Next-Generation Bispecific Nanobody Targeting ANGPT2 and DLL4 for Cancer Therapy
VHH-P764 is a humanized bispecific nanobody engineered to target angiopoietin 2 (ANGPT2) and delta like canonical Notch ligand 4 (DLL4). Currently in the Biological Testing development stage, VHH-P764 offers a novel therapeutic approach for cancer. By simultaneously focusing on ANGPT2 and DLL4, both of which are critical regulators in tumor angiogenesis and progression, this bispecific construct aims to address the complex biology of cancer vascularization. The unique structure of VHH-P764 enables it to bind efficiently to its dual targets, paving the way for a potentially effective and innovative therapy for malignant conditions.
| Candidate | VHH-P764 |
| Target | angiopoietin 2 (ANGPT2) delta like canonical Notch ligand 4 (DLL4) |
| Modality | humanized bispecific VHH |
| Indication | Cancer |
Licensing Opportunity
VHH-P764 is available for out-licensing and strategic partnership opportunities. We welcome inquiries from organizations interested in collaborating on the further development and commercialization of this innovative bispecific nanobody therapy for cancer.
Contact UsDevelopment Phase
| Program | Research | Preclinical | Phase 1 |
|---|---|---|---|
| VHH-P764 |
Modality
VHH-P764 utilizes a bispecific single-domain antibody (nanobody) modality, constructed from heavy chain variable domains that independently bind both ANGPT2 and DLL4. The design integrates both binding domains with a flexible 9-mer Gly-Ser linker and further couples them to an anti-human serum albumin moiety, enhancing systemic half-life. The small molecular size and single-domain nature of nanobodies result in superior tissue penetration and robust stability, attributes particularly beneficial for reaching tumor vasculature in solid tumors.

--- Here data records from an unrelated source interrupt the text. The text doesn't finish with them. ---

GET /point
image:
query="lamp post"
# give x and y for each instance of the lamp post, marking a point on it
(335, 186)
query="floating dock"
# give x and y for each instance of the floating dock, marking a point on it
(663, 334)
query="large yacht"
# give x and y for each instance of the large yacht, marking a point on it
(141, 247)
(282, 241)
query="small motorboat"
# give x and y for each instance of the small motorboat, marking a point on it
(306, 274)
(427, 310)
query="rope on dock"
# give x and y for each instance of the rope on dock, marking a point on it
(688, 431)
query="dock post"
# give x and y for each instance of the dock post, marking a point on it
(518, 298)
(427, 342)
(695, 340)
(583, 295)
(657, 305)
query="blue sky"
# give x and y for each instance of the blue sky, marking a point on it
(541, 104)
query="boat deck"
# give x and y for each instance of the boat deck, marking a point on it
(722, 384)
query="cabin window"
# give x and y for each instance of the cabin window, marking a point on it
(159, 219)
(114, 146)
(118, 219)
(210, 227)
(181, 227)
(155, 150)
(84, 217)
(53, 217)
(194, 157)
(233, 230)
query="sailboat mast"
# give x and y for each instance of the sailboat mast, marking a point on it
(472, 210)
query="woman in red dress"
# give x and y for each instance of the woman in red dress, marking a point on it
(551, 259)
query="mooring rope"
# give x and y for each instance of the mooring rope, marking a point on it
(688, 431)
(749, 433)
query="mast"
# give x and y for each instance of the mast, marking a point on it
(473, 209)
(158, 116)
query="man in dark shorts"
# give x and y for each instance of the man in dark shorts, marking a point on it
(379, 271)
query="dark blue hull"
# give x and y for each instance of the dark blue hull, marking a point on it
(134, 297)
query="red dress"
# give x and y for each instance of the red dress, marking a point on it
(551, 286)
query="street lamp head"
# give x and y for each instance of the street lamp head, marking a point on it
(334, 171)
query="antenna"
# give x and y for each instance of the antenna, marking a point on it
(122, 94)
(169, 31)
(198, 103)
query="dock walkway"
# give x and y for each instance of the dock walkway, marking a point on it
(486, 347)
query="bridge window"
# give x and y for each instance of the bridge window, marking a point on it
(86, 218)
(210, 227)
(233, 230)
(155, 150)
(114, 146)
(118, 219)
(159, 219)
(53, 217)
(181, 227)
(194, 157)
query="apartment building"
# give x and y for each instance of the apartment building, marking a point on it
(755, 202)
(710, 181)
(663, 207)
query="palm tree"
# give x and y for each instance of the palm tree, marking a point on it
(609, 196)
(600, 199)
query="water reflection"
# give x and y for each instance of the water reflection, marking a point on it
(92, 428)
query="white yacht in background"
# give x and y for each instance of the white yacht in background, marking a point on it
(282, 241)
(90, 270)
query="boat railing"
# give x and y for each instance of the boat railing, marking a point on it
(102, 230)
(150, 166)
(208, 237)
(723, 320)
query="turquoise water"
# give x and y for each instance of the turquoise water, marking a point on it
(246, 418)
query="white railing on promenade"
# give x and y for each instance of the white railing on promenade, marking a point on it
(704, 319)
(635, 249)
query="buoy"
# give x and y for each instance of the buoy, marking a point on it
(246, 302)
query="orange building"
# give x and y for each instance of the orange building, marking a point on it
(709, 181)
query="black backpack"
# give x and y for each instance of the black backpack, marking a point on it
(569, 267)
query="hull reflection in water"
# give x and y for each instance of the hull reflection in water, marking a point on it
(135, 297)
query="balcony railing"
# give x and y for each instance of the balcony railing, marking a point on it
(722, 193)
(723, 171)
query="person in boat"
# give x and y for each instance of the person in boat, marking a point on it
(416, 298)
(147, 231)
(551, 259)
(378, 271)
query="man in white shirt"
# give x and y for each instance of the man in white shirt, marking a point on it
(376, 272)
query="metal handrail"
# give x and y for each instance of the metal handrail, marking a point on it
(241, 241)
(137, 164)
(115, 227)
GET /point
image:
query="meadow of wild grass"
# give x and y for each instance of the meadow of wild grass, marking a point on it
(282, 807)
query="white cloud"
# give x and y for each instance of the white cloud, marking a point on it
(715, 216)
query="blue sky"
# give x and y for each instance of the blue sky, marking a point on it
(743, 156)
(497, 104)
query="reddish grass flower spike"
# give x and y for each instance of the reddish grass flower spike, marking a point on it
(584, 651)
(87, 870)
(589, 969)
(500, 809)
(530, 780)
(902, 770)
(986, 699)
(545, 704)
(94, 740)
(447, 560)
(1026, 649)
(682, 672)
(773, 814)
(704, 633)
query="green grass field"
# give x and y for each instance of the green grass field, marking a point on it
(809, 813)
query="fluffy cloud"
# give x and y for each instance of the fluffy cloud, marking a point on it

This advanced structure positions VHH-P764 to overcome delivery barriers, providing greater therapeutic exposure and potential synergy in cancer treatment.
Target
ANGPT2 and DLL4 are well-established molecular targets implicated in cancer progression. ANGPT2 is a key regulator of angiogenesis, predominantly expressed in vascular endothelial cells within tumors, where it mediates vascular remodeling and destabilization. DLL4, a ligand in the Notch signaling pathway, is also primarily expressed in endothelial cells and is essential for vascular sprouting and maturation. Targeting ANGPT2 and DLL4 disrupts tumor neovascularization and impairs the tumor's adaptive mechanisms. The dual engagement by VHH-P764, targeting both ANGPT2 and DLL4, is strategically valuable—simultaneously addressing two complementary pathways in tumor angiogenesis, which enhances the blockade of compensatory vascular mechanisms and potentially limits resistance. This bispecific approach offers a promising pathway for innovative cancer therapeutics.
Mechanism of Action
VHH-P764 is designed as a signal transduction modulator by selectively binding to both ANGPT2 and DLL4 on tumor-associated endothelial cells. By blocking ANGPT2, VHH-P764 inhibits angiogenic signaling that promotes tumor vascular destabilization and growth. Concurrently, interference with DLL4 disrupts the Notch pathway, further inhibiting abnormal vessel formation and supporting normalization of the tumor microenvironment. This dual blockade of ANGPT2 and DLL4 may synergistically impair tumor angiogenesis, limiting nutrient supply and metastatic potential. The nanobody platform offers additional versatility, supporting future development as antibody-drug conjugates or multi-specific therapeutics, thus broadening applications across diverse cancer types.
Cancer
Cancer remains a leading cause of mortality worldwide, affecting millions of individuals each year across all age groups and geographic regions. Tumor development is characterized by uncontrolled cell proliferation, invasion of surrounding tissues, and, frequently, the formation of new blood vessels (angiogenesis) that supply nutrients for tumor growth and metastasis. Presently, treatment modalities include surgery, radiation, chemotherapy, immunotherapy, and targeted biological agents. However, resistance, limited specificity, toxicity, and incomplete efficacy underline the ongoing need for innovative therapies. Angiogenesis is a pivotal process in cancer progression, and current anti-angiogenic agents demonstrate variable success and evolving resistance mechanisms. VHH-P764, with its bispecific targeting of angiogenesis regulators ANGPT2 and DLL4, offers a promising opportunity to disrupt tumor vascularization and address unmet needs in the oncology landscape, potentially improving outcomes for patients with resistant or advanced disease.